Tuesday, January 10, 2012

A Capitalizable Christmas Present

Just before the New Year, the IRS released much-anticipated temporary and proposed regs on the capitalization of tangible property (so-called "repair regs"). The regs, the IRS explained, are intended to clarify and expand existing standards for capitalization of specific expenses associated with tangible property and provide some bright-line tests for applying the standards.  Many taxpayers will not consider the new definitions of a unit of property to be much of a Christmas present.  Much analysis of these regs will be needed are they are implemented in 2012.

 Background

Under Code Sec. 263(a), amounts paid to acquire, produce, or improve tangible property generally must be capitalized. The IRS issued proposed regs in 2006 that attempted to carve out certain repairs and maintenance exceptions. Those proposed regs were further refined in 2008. Now, the IRS has issued new regs, not only making further changes but also making the regs "temporary regs," binding on both taxpayers and the government. The temporary regs are generally effective for expenditures made in tax years beginning on or after January 1, 2012.

Materials and supplies


The temporary regs generally track the definition of materials and supplies in the 2008 regs and provide an alternative optional method of accounting for rotable and temporary spare parts, along with an election to treat certain materials and supplies under the de minimis rule of Reg §1.263(a)-2T.

Repairs


The temporary regs also generally track the treatment of repairs under the 2008 regs. A taxpayer is permitted to deduct amounts paid to repair and maintain tangible property provided such amounts are not required to be capitalized under Code Sec. 263(a) or any other provision of the Tax Code or regs.

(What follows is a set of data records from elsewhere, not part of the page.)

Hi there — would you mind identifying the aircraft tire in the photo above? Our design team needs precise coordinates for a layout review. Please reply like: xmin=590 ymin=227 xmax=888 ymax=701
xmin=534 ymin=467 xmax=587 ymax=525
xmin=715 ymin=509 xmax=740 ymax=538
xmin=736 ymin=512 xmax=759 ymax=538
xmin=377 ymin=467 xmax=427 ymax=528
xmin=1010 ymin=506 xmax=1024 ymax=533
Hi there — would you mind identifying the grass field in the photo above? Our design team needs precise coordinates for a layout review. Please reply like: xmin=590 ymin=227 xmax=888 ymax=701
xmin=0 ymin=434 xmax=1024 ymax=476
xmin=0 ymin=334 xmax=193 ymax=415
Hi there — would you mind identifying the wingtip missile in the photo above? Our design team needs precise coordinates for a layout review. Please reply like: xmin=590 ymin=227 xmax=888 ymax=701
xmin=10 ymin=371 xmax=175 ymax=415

To determine whether payments are repairs or capital expenditures, taxpayers must first look at the unit of property. The regs add clarity regarding a unit of property.

Rentals/leased property


The temporary regs reflect the existing rule in Reg. §1.162-11(a) that provides a taxpayer may amortize the cost of acquiring a leasehold over the term of the lease. The temporary regs also revise the rule in Reg. §1.162-11(b) that provides that the cost of erecting a building or making a permanent improvement to property leased by the taxpayer is a capital expenditure and is not deductible as a business expense.

Acquire/produce tangible property


The temporary regs generally track the 2008 regs in the treatment of amounts paid to acquire or produce units of tangible property. Generally, acquisition and production costs must be capitalized. The temporary regs also address moving and reinstallation costs; work performed prior to placing property into service; and transaction costs. Additionally, the temporary regs modify the de minimis rule in the 2008 regs.

Amounts to improve property


The temporary regs retain the approach in the 2008 regs for determining the unit of property and for determining whether there is an improvement to the unit of property. The temporary regs also retain some of the simplifying conventions in the 2008 regs.

Accounting method


The IRS reported it anticipates issuing additional guidance to advise taxpayers regarding how to obtain automatic consent to change to a method of accounting provided in the temporary regs for tax years beginning on or after January 1, 2012. These automatic consent requests may be filed beginning with taxpayers’ 2012 returns. Taxpayers may not request a change to a method described in the temporary regs on their 2011 returns, the IRS advised.